Play Now with BOTS Partner Experiences: Okta

Splunk is committed to using inclusive and unbiased language. This blog post might contain terminology that we no longer use. For more information on our updated terminology and our stance on biased language, please visit our blog post. We appreciate your understanding as we work towards making our community more inclusive for everyone.

A little less than a year ago, a small team of us at Splunk released the first of our Boss of the SOC (BOTS) Partner Experiences, covering integration between Splunk and one of our network/wire data partners, Corelight. The idea that anyone in the world could access BOTS experiences at any time of day which showcase data from Splunk’s many partners proved a popular one. Since inception, more than 500 individuals have played at least one of these partner experiences. We followed up the Corelight scenario with one from OT Cybersecurity partner Dragos in July.

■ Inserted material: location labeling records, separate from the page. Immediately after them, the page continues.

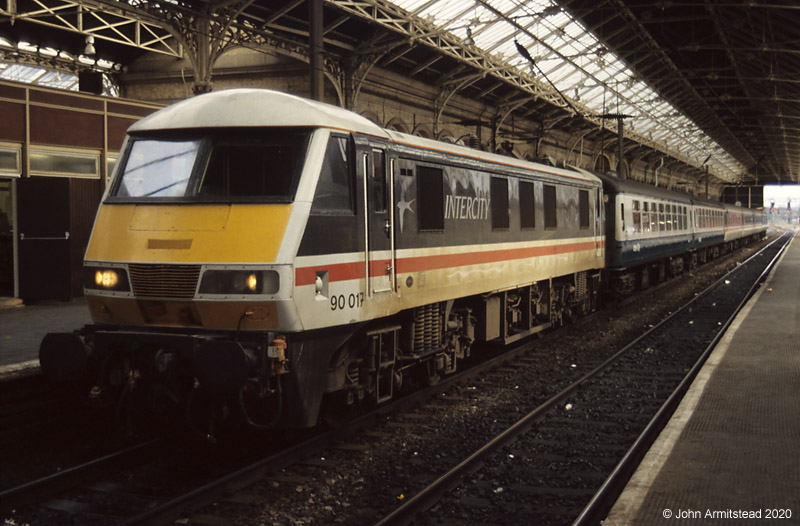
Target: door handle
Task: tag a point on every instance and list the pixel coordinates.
(22, 237)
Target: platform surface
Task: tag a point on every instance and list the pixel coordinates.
(731, 453)
(22, 328)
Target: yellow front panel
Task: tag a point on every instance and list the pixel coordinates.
(188, 233)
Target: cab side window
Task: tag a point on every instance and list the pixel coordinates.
(334, 193)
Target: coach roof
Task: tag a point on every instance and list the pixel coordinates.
(254, 108)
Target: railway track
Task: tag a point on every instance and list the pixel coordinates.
(306, 474)
(567, 460)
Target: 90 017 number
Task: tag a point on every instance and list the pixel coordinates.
(350, 301)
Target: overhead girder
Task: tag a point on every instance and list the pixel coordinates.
(104, 20)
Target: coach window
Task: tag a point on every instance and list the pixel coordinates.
(499, 203)
(645, 217)
(550, 208)
(670, 216)
(527, 206)
(583, 208)
(430, 196)
(335, 187)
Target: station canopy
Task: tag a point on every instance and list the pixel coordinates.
(564, 54)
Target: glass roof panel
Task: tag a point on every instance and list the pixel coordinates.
(575, 61)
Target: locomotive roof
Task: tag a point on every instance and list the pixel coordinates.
(260, 107)
(480, 155)
(251, 108)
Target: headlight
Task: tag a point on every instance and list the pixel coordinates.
(103, 278)
(240, 282)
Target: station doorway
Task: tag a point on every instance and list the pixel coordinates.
(7, 233)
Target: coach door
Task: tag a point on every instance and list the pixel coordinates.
(379, 226)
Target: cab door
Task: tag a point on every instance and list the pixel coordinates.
(378, 198)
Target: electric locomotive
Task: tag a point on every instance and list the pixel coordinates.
(267, 256)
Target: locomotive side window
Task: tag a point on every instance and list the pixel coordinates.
(430, 196)
(527, 205)
(583, 208)
(378, 181)
(550, 208)
(335, 187)
(499, 202)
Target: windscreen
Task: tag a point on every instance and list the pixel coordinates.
(214, 166)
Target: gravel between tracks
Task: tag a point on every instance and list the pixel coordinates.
(360, 483)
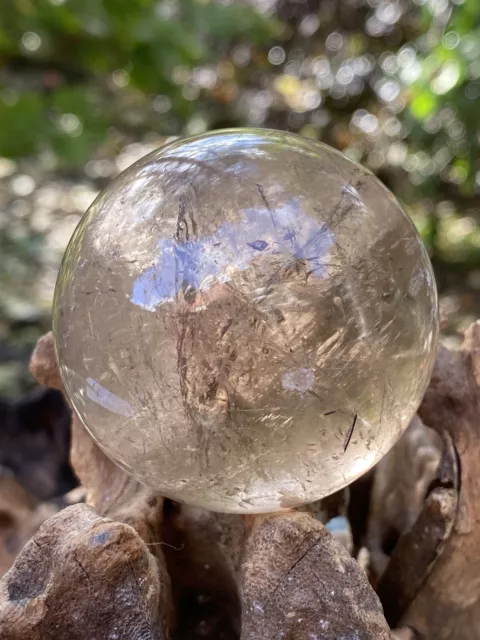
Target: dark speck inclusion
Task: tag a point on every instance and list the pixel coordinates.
(246, 320)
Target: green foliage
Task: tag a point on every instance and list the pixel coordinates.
(94, 59)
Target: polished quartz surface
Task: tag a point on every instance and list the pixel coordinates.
(245, 320)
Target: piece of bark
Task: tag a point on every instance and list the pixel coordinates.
(447, 605)
(399, 489)
(299, 583)
(83, 576)
(20, 516)
(109, 490)
(232, 564)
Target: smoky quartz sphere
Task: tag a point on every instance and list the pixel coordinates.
(245, 320)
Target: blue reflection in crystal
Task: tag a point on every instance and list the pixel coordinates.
(207, 260)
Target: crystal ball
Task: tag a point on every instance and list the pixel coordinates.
(245, 320)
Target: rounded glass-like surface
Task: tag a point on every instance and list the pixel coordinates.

Well, good things come in threes, right? Splunk is proud to announce the debut of our third BOTS Partner Experience, this time with Identity and Access Management partner Okta. With identity-based attacks on the rise and high-profile breaches making headlines, identity and access management logs are a critical component of any Blue Team’s toolset. Anyone with a splunk.com account can access this experience, linked from the main BOTS portal page at https://bots.splunk.com. The whole point of these no-cost, no-obligation experiences is to expose you, our readers, to more data sets — especially ones similar to what you might find in your real-world environments. And as such, Okta should be a popular choice - there are thousands of organizations that are customers of both Splunk and Okta. As you’ll experience, Okta’s Identity Engine and Advanced Server Access solutions provide detailed data to Splunk Enterprise that is significant for cybersecurity monitoring, detection, and threat hunting as well as general identity management operations and reporting.

Okta provides the world's leading, enterprise-grade, cloud-native Identity as a Service solution to more than 14,000 customers worldwide. These customers use Okta for both workforce-facing identity requirements as well as customer-facing ones. Through the Okta Identity Cloud, organizations can securely manage any employee or customer’s access to any application, from any device. Okta provides significant capabilities surrounding Single Sign On, Multi-Factor Authentication, Identity Lifecycle Provisioning, Privileged Access Management, and many others, and integrates with over 7,000 applications through the Okta Integration Network.

The BOTS Okta Partner Experience plunges you into a day managing the SOC at Coffeecase, a Bay-area startup that markets curated coffee subscription boxes to under-caffeinated consumers worldwide. Similar to our past Frothly scenarios in BOTS, Coffeecase has a “bad day” on July 28th, 2022, where they come under attack by various interesting adversaries. These adversaries are leveraging modern identity-based attacks. You’ll investigate failed logins, MFA factors, automatic identity lifecycle provisioning functions, Okta sign-on policies at the global and application level, session cookie re-use attacks, and many other realistic pieces of data.

Not familiar with Okta data or identity and access management? Don’t worry! There are plenty of hints available as you go through the 20 questions. We’ve allocated two hours, but you can always come back later and play again.

We’re excited for you to check out the Okta Partner Experience on bots.splunk.com. And we’d be remiss not to mention: the scenario, questions, and dataset were masterminded by a team of summer interns at Okta, led by Cornell University CS student Michelle Prior. The experience and related questions will give you a very complete picture of how Okta data can augment detection and hunting against this data in Splunk Enterprise (and could be used in the same way in Splunk Cloud Platform!) This data can be augmented and refreshed to represent additional scenarios in the future.

And by the way, if you’re looking for some out-of-the-box detection content for Okta data that you can use in Splunk Enterprise Security, please check out the October 4, 2022 release of Enterprise Security Content Update, brought to you by the Splunk Threat Research Team. They’ve added eight new and three updated Okta detections, all of which will work against the very same data from Okta’s system log that you will experience in the Partner Experience!